Natalie Leblanc, PhD, MPH, RN, BSN

Innovation in HIV prevention and treatment have reached new heights, but there remains a need to better understand the optimization and uptake of HIV biomedical interventions among communities who are most disproportionately affected by it. A new pair of University of Rochester School of Nursing studies will explore this subject, with a focus on Black, Hispanic and Latine women in New York and Florida.

The two-year multi-study, led by Assistant Professor and Chair of the School of Nursing’s Interdisciplinary Sexual Health HIV Research (INSHHR) Group Natalie Leblanc, PhD, MPH, RN, BSN, contains two projects. One will focus on Black, cisgender women residing in New York State who are long-time survivors living with HIV. The project seeks their perspectives and determinants of use of long acting injectable HIV treatments, especially among those who are heavily treatment-experienced. The second is focused on Black, Hispanic and Latine transgender women and their intimate partners in New York and Florida, and perspectives and determinants of uptake for pre-exposure prophylaxis for HIV (PrEP) medication.

Both studies will explore sexual health promotion among both groups of women, and will assess how biomedical strategies and interventions fit or have potential in the sexual health of women who disproportionately experience adverse outcomes across the HIV prevention and care continuums.

The multi-study has received an award of more than $428,000 from Gilead Sciences, Inc., a major leader in the research and development of antiviral drugs to treat HIV/AIDS.

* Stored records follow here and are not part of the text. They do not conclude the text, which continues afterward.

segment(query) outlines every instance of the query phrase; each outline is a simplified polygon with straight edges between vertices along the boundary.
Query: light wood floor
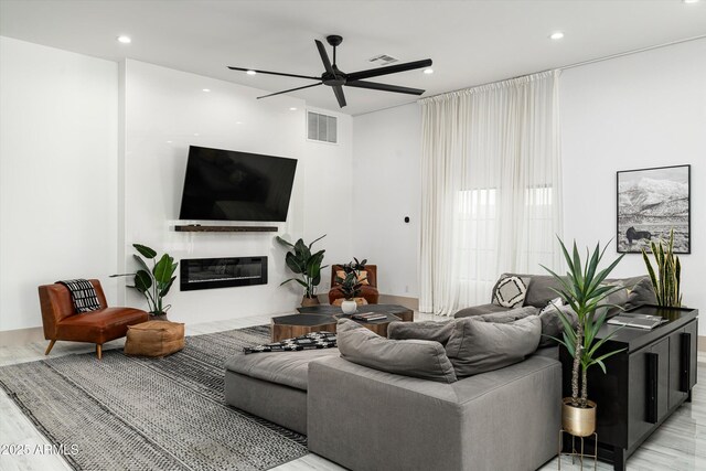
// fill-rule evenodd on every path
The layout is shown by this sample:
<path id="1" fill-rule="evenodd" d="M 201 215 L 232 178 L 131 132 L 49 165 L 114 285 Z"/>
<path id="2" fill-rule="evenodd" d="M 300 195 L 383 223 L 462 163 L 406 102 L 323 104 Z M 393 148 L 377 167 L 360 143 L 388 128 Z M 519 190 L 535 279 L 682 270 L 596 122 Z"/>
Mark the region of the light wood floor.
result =
<path id="1" fill-rule="evenodd" d="M 415 314 L 416 320 L 434 319 L 432 315 Z M 250 325 L 269 323 L 269 315 L 256 315 L 231 321 L 210 322 L 186 325 L 188 335 L 240 329 Z M 441 319 L 441 318 L 438 318 Z M 117 340 L 104 345 L 104 349 L 122 347 L 124 341 Z M 44 358 L 45 342 L 29 343 L 20 346 L 0 347 L 0 366 L 32 362 Z M 73 342 L 57 342 L 51 356 L 92 352 L 93 347 Z M 706 381 L 706 353 L 698 354 L 698 377 Z M 0 392 L 0 445 L 44 446 L 49 441 L 12 400 Z M 548 462 L 542 470 L 556 470 L 557 459 Z M 592 469 L 592 461 L 585 460 L 587 470 Z M 571 464 L 570 458 L 563 458 L 563 470 L 578 470 L 578 462 Z M 611 470 L 612 467 L 598 462 L 599 470 Z M 0 471 L 50 471 L 71 470 L 66 462 L 56 454 L 9 456 L 0 454 Z M 343 468 L 317 454 L 309 453 L 298 460 L 276 468 L 277 471 L 329 470 Z M 628 470 L 706 470 L 706 387 L 699 384 L 694 388 L 693 403 L 682 406 L 640 449 L 628 460 Z M 511 471 L 511 470 L 509 470 Z"/>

“In my years of public health, nursing, and research experience, I know that the mere existence of biomedical interventions is not enough for uptake, and pathologizing people and their behaviors cultivates stigma, which remains a barrier to ending the epidemic,” said Leblanc, who is also a Harriet J. Kitzman Endowed Fellow in Health Disparities at the School of Nursing.

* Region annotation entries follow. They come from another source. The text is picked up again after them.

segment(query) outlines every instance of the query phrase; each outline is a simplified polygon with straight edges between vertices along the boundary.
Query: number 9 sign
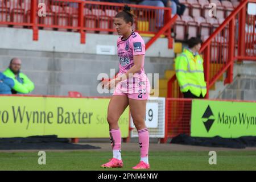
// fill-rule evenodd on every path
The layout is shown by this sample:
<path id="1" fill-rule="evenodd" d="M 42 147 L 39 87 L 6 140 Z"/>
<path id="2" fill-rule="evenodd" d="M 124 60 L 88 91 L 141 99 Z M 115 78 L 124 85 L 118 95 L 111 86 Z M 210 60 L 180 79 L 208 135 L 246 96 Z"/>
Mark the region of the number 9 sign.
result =
<path id="1" fill-rule="evenodd" d="M 131 127 L 135 127 L 131 116 Z M 158 103 L 147 102 L 146 109 L 146 126 L 148 128 L 157 128 L 158 126 Z"/>

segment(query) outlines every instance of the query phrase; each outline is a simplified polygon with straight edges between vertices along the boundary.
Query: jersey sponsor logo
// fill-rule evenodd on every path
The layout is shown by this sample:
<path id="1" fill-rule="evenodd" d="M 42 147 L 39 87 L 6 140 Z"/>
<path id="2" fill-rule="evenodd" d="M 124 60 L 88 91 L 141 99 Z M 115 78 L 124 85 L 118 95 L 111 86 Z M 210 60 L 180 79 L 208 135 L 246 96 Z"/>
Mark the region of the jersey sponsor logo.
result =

“How HIV biomedical interventions are conceptualized, understood, and integrated into the lives of people disproportionately susceptible to or living with HIV, requires investigation in order to ensure strategies are salient," she said.

The study’s focus on Black, Hispanic and Latine women — both cisgender and transgender (the femme continuum) — is particularly important. HIV affects African American heterosexual women more than women of any other race and ethnicity, according to the Centers for Disease Control and Prevention. A 2021 CDC report, one of the most comprehensive surveys of transgender women in the U.S. to date, revealed that nearly two-thirds of Black transgender women and more than one-third of Hispanic and Latina transgender women interviewed had HIV.

“Black and Latine cis and trans women are least likely to benefit from evidence-based interventions due to historical, social, and systemic anti-Black racism, anti-femme stigma, and policy that is not entirely supportive of health promotion for diverse populations,” Leblanc explained.

The study will also include clinical health care providers, their experiences with patients, and engagement in biomedical interventions, including PrEP and long-acting HIV medication.

Researchers are currently meeting with a community advisory council for both studies, and will begin to recruit soon.